Just outside our kitchen window and running along part of the fence is a huge bay tree- more bush than tree really but it has always offered handy screening from the neighbours’ ridiculous decking, built up to our boundary. One huge branch was once enthusiastically lopped off by my father-in-law. After that, we realised he was never to be left alone in the house again. The branch, however, is slowly growing back and now, entwined amongst the thick covering of bay leaves are huge, aggressive brambles.

We have brambles around most parts of our garden and whilst I swear and struggle with them every Autumn, digging up snaking tendrils that cling on to the poor bullied plants, they always seem to spring up again every, well, spring, in a “two fingers up to you,” kind of attitude.

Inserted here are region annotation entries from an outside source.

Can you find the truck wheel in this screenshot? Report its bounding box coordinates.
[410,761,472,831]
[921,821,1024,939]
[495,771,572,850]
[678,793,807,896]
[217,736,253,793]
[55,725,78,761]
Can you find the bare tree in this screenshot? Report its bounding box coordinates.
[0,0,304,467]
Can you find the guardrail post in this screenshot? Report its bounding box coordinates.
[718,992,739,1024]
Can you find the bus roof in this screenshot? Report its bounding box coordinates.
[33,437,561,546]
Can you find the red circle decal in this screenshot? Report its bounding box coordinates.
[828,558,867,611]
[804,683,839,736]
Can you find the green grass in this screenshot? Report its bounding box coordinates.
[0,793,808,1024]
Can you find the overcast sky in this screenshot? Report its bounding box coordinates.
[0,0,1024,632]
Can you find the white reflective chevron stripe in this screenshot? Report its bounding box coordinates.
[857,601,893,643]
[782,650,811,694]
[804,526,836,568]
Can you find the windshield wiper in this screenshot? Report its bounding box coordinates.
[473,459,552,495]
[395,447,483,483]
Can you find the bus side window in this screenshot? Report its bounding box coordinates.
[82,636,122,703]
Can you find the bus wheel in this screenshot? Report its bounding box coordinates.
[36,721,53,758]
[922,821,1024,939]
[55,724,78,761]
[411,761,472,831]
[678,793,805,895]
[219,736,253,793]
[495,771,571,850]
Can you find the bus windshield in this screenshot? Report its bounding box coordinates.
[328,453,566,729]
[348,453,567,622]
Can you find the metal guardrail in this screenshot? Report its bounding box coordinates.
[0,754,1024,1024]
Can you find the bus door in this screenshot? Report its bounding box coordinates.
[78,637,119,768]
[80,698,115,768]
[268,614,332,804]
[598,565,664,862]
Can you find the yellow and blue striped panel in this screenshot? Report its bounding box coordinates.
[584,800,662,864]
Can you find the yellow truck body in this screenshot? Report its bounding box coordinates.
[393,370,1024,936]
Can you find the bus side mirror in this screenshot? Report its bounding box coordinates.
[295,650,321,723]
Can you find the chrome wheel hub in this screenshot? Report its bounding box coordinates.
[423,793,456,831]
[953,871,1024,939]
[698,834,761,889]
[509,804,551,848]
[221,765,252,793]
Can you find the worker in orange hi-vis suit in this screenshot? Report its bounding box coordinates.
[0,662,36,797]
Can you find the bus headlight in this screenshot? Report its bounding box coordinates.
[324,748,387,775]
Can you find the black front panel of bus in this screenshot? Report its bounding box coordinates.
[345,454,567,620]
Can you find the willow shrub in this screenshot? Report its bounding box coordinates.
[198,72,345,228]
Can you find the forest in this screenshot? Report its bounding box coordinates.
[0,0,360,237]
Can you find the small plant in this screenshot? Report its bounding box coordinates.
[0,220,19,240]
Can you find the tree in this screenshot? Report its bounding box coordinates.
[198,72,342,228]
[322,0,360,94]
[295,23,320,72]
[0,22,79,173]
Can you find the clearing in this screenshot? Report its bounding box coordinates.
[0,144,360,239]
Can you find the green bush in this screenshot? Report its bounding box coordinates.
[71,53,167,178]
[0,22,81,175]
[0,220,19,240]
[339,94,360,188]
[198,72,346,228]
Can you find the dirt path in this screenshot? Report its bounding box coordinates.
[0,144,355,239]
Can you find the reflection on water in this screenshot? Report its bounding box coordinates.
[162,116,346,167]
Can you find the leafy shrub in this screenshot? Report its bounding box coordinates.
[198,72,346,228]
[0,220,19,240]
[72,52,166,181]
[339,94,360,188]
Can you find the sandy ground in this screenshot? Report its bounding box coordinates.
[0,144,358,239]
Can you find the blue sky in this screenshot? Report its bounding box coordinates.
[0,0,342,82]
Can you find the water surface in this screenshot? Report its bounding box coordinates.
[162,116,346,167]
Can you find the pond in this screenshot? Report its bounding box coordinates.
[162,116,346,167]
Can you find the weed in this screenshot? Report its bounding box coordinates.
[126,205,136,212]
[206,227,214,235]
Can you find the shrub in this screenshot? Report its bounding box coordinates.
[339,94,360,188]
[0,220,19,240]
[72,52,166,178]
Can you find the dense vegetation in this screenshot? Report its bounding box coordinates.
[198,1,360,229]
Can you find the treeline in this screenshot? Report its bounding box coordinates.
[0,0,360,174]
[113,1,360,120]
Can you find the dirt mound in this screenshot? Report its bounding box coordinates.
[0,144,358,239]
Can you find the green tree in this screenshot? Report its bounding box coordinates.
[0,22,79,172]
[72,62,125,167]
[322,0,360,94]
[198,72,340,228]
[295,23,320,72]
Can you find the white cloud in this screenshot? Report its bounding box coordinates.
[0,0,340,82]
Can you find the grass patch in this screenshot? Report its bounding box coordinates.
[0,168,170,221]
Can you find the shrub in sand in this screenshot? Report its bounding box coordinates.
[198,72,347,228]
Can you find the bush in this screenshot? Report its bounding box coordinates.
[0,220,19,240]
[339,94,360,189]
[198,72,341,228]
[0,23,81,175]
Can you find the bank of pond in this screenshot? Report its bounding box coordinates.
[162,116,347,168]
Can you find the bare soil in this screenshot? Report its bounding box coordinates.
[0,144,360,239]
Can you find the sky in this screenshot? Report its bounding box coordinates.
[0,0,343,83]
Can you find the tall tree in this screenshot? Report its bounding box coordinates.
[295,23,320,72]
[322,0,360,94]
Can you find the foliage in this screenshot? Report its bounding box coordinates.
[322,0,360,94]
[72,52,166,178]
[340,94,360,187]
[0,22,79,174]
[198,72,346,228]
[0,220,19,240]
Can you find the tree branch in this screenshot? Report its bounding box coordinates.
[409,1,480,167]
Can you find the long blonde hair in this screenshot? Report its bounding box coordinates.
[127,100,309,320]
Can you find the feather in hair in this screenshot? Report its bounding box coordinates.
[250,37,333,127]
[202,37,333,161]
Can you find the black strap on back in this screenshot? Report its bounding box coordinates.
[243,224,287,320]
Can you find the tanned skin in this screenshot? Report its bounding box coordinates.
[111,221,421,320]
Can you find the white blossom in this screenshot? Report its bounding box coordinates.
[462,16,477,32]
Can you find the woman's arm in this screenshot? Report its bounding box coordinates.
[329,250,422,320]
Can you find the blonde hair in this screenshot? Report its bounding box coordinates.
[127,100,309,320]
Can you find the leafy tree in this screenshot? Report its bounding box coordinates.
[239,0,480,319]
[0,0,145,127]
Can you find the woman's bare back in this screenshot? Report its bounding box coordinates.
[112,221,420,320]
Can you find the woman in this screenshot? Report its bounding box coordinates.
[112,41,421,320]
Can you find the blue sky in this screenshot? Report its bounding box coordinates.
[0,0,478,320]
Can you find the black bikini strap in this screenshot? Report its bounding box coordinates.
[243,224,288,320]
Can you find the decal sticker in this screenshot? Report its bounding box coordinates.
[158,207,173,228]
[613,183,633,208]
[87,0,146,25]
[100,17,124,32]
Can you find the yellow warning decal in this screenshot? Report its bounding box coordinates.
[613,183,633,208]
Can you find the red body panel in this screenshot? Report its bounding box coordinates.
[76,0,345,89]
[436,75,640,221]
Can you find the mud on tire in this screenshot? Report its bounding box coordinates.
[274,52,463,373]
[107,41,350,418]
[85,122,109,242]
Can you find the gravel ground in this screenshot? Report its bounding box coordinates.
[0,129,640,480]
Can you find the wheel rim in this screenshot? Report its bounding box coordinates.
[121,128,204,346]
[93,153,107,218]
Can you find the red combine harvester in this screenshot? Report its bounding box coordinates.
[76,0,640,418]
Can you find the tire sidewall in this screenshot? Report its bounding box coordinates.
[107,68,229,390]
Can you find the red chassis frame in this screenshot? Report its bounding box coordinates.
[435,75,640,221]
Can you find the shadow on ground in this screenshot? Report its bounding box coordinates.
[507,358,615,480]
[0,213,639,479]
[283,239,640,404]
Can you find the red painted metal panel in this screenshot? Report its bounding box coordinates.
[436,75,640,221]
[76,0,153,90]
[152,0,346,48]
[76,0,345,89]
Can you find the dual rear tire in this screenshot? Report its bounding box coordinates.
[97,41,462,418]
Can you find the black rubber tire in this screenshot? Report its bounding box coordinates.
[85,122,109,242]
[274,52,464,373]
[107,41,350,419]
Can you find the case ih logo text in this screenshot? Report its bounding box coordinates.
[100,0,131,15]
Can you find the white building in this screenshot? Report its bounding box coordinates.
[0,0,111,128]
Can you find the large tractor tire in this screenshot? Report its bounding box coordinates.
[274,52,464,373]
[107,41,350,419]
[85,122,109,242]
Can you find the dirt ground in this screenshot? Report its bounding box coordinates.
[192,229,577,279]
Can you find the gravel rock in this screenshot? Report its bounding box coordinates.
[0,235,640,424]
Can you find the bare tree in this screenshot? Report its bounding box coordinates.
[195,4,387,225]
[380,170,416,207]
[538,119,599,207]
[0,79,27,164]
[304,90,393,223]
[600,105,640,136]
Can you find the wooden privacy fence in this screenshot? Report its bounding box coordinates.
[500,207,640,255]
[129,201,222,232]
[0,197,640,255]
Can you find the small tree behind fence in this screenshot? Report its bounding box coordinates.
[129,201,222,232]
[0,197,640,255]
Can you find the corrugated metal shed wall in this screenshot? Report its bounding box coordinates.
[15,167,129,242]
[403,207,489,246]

We do pick the blackberries which are plump and luscious; gleaming gems of deepest purple dangling just out of reach so we have to stretch up on a chair or step ladder to get at them. Trip to A and E potential situation.

This year however, we have been a bit thwarted.

Some months back, we noticed a male blackbird, fluttering around the bay bush, looking anxious, darting in and out again, flying off and returning. We could tell he was sussing out the joint.

He was then joined by a smaller brownish, harried-looking bird who sat on the fence-post and shrieked instructions as he pushed and prodded at the bush. Female blackbird was taking no prisoners. Every time we stepped out onto the deck, yards away from her bush she would fly out and shout and stare at us from the fence-post and of course, getting at the blackberries was a no-go. We would have to wait until she had flown off for the evening to pilates or book club and then quickly sneak over, grab a few berries and hurry back inside.

All summer, the bush rustled and chirped to itself, mother shouting at the magpies. My god, she was feisty. We held our breath. Would we see from the window baby blackbirds, their new feathers looking fragile and rumpled, landing with agonising thumps onto the lawn below, whilst we kept a lookout for the neighbourhood cats?

A few days ago, I was over at the bush, staining my hands as I picked and picked and picked. Then I stopped…..I hadn’t even noticed. There was no rustling, no shouting. The bush was silent. The babies had gone. Mum and dad had gone too.

I hope the parents return next year for another few months of shouting but in the meantime, I do hope the world is kind to those babies as they wing their way around the world.